Tottenham manager Ange Postecoglou has admitted his side would not have allowed Liverpool to score unchallenged after Luis Diaz’ goal was wrongly disallowed for offside.
Spurs defeated the Reds in a controversial 2-1 victory when the game was marred by a VAR decision to disallow a first half goal from Luis Diaz for offside. The goal, which would have put the Reds ahead, was incorrectly ruled offside by assistant referee Adrian Holmes.
Bungling VAR duo Darren England and Dan Cook judged the Colombian to be onside but mistakenly believed that referee Simon Hooper had awarded the goal, and a subsequent communication failure meant Hooper upheld the linesman’s decision.
Liverpool also suffered two controversial red cards in the game, before conceding a 96th minute winner through a Joel Matip own goal.
In the days following the controversial game, Liverpool boss Jurgen Klopp said a replay between the teams would be a fair decision, while ex-Red turned pundit Stephen Warnock said Hooper should have directed Tottenham to let Liverpool score after the mistake.
However, Postecoglou denied his side would allow their opponents to score an uncontested goal during a press conference ahead of Spurs’ Premier League game against Luton Town.
“I just don’t see that, if we want managers to be the arbiters of these kind of things.
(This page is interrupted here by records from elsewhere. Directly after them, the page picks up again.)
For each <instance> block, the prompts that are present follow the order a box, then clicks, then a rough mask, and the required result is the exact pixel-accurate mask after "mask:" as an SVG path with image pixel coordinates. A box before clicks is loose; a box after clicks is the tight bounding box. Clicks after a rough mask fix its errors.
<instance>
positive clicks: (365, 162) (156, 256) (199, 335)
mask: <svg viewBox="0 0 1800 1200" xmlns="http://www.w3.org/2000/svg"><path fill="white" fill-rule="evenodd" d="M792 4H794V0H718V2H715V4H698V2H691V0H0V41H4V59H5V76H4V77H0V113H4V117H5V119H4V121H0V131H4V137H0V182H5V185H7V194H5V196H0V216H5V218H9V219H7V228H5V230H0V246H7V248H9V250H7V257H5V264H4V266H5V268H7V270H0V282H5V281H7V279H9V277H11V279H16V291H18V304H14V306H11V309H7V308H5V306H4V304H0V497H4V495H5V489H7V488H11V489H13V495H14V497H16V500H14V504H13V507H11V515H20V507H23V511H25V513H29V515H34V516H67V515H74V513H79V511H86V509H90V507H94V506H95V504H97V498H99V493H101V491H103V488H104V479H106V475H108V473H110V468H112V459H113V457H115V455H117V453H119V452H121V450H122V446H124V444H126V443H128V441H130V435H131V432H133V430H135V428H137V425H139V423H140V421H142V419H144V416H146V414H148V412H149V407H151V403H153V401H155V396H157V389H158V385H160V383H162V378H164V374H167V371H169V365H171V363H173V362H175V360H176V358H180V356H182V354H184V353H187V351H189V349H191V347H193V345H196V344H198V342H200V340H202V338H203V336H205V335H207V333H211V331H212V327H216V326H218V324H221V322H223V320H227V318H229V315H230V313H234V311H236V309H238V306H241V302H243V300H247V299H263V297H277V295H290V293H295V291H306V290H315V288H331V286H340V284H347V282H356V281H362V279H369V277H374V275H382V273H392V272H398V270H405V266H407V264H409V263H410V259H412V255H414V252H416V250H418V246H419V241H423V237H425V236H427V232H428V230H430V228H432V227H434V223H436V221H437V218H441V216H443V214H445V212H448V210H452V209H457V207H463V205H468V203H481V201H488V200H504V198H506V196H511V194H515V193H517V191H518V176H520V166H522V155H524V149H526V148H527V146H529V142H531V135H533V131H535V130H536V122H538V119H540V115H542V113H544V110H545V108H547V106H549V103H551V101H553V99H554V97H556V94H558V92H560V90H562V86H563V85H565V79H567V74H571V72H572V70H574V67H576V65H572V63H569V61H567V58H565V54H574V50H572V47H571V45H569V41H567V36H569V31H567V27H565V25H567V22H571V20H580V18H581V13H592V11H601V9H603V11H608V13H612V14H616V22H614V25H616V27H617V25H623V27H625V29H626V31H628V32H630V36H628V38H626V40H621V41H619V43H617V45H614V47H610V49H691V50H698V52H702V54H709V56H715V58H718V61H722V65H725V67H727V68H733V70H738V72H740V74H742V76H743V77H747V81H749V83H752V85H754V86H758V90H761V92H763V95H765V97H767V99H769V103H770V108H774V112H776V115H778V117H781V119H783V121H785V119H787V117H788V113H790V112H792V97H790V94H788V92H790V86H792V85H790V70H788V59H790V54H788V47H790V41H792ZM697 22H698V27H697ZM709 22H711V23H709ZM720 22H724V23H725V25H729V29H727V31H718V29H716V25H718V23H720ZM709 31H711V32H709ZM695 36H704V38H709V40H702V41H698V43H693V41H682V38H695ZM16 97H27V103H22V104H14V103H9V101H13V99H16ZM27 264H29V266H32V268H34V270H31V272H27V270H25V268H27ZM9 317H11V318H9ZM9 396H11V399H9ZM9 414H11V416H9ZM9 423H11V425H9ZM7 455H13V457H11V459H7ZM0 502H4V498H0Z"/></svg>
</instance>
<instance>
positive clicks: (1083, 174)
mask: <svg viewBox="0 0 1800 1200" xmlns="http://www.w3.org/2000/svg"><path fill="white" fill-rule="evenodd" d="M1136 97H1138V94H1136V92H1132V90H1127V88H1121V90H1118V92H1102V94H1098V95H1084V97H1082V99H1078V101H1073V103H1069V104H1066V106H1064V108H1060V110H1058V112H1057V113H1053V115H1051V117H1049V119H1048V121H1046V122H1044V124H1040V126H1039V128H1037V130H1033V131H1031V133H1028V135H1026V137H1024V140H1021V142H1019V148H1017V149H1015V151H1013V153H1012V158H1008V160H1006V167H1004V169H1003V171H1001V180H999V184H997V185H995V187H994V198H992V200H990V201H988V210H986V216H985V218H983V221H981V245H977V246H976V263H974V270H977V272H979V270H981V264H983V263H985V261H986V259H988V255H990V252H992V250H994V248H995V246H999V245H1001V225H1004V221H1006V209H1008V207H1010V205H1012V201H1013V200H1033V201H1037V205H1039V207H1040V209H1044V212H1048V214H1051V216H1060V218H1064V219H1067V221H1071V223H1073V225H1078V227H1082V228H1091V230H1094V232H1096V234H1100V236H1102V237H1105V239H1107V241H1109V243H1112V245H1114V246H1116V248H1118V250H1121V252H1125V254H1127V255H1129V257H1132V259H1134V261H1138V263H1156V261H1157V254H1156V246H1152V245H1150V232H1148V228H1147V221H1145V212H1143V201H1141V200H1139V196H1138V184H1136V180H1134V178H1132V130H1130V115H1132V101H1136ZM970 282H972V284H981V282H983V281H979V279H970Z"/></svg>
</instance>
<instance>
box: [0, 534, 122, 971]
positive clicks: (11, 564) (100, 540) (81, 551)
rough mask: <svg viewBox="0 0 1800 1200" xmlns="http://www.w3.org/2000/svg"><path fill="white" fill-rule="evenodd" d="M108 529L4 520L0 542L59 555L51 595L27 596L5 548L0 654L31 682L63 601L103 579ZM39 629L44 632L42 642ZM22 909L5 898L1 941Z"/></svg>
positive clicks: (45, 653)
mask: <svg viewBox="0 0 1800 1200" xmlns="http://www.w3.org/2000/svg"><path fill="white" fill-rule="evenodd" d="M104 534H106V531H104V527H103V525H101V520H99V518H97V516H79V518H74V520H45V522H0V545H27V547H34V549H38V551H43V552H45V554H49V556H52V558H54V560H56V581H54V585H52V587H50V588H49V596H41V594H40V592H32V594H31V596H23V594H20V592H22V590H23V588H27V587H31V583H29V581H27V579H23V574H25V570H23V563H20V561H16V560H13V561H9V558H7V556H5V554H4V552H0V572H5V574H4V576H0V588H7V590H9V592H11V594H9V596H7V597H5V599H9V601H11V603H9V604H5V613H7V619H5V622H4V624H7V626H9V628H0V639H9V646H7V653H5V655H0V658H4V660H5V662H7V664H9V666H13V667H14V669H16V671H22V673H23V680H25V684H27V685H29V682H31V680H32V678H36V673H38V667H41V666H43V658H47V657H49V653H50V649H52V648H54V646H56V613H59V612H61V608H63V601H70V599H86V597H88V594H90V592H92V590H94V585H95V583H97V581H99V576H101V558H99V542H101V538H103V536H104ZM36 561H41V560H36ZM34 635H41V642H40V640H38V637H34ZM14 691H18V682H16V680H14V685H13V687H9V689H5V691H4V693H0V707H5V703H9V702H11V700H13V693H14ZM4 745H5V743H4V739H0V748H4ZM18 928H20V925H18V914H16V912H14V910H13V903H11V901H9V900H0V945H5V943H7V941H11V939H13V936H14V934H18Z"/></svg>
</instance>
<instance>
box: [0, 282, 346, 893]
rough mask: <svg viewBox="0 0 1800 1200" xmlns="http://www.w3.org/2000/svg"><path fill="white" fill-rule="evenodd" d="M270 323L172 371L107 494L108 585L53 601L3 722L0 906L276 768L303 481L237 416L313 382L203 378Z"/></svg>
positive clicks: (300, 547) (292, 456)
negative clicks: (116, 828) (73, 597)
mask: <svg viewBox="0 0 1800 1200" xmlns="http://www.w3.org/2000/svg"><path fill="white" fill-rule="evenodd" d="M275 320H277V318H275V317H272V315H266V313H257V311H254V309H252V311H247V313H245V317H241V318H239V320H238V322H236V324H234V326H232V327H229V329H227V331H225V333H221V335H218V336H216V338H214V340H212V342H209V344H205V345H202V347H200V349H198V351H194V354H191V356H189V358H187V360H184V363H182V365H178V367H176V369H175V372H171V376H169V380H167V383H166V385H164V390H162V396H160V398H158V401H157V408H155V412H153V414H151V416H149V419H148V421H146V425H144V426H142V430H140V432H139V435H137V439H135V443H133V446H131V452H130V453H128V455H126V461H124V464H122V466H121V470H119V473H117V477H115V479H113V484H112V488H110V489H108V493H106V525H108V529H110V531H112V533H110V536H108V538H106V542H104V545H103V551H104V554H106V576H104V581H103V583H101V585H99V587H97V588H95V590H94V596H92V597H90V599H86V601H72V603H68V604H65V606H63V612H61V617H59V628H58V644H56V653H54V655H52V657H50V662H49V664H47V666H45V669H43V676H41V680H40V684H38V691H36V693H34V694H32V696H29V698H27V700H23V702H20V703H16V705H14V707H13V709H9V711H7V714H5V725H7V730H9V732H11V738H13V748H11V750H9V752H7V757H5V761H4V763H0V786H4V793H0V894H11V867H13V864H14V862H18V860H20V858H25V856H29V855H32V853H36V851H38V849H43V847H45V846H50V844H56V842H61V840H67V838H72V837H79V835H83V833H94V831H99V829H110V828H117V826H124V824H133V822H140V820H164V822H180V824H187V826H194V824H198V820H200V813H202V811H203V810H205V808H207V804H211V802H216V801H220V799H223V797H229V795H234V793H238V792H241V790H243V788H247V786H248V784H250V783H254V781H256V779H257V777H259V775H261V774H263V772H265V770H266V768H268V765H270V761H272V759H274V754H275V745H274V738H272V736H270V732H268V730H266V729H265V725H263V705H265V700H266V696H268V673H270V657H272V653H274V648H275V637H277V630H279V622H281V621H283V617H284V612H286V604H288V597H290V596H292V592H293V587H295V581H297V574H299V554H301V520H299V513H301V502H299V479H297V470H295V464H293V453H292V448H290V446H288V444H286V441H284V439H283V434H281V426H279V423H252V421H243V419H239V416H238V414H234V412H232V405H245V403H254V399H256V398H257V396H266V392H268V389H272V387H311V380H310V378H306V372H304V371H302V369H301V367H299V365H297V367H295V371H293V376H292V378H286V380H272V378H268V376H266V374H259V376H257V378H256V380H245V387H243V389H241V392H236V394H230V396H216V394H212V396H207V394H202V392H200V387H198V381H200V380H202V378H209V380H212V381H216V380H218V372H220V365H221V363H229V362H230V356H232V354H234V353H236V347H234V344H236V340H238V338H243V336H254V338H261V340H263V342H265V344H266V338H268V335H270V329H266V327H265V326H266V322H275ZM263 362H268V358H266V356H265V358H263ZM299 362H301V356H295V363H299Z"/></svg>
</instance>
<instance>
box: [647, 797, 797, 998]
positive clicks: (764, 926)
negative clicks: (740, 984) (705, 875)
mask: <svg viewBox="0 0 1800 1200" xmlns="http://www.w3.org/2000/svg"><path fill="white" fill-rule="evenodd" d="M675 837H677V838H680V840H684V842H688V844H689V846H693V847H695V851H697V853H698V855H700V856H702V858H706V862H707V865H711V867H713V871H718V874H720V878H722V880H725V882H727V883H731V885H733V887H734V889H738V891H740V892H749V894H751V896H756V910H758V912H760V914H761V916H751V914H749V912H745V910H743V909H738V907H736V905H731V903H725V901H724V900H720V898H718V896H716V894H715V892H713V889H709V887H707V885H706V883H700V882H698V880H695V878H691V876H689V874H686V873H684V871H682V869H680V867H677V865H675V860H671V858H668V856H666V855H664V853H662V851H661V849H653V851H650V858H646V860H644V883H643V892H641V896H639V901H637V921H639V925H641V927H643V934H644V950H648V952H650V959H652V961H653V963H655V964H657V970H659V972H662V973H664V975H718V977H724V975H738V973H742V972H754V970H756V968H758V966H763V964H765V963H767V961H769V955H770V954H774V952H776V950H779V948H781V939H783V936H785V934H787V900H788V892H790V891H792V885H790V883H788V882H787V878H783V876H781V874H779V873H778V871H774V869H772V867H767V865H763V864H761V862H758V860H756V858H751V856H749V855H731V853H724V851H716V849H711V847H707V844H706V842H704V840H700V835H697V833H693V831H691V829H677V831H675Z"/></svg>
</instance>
We’ve got pretty hefty responsibilities at our football clubs but we’re not the custodians.
“I wouldn’t make a decision that could potentially send a club down on the back of what my beliefs are,” the Australian said.
“In that moment, if somebody could tell me that they could explain everything that went on within the prism of 30 seconds…. I have to make a decision and it wasn’t going to happen.
“It’s different if it’s something clear. It was a bad error through a lack of communication but it wasn’t something that was easily explainable. If it was easily explainable, I would assume there would have been [less] uproar than there was.”
The Australian, who had led Spurs to an unbeaten start to the season with five wins and two draws in their opening seven fixtures, said errors are a part of football and will continue to occur unless the sport “explains every decision”.
He said: “We want an errorless, faultless system that doesn’t exist and will never exist, unless we want to turn our game into an event that goes for four hours while we’re explaining every decision.”
The 58-year-old also expressed sympathy for Darren England and Dan Cook who were in charge of VAR during the game as they’ve since been dropped for the this weekend’s round of Premier League fixtures due to their error.
He said: “I don’t know if that’s been decided. I’d be surprised if they have gone that way. It’s a significant error but it’s a human being that’s made that error. I don’t think that there’s anything that needs to go too far reaching.”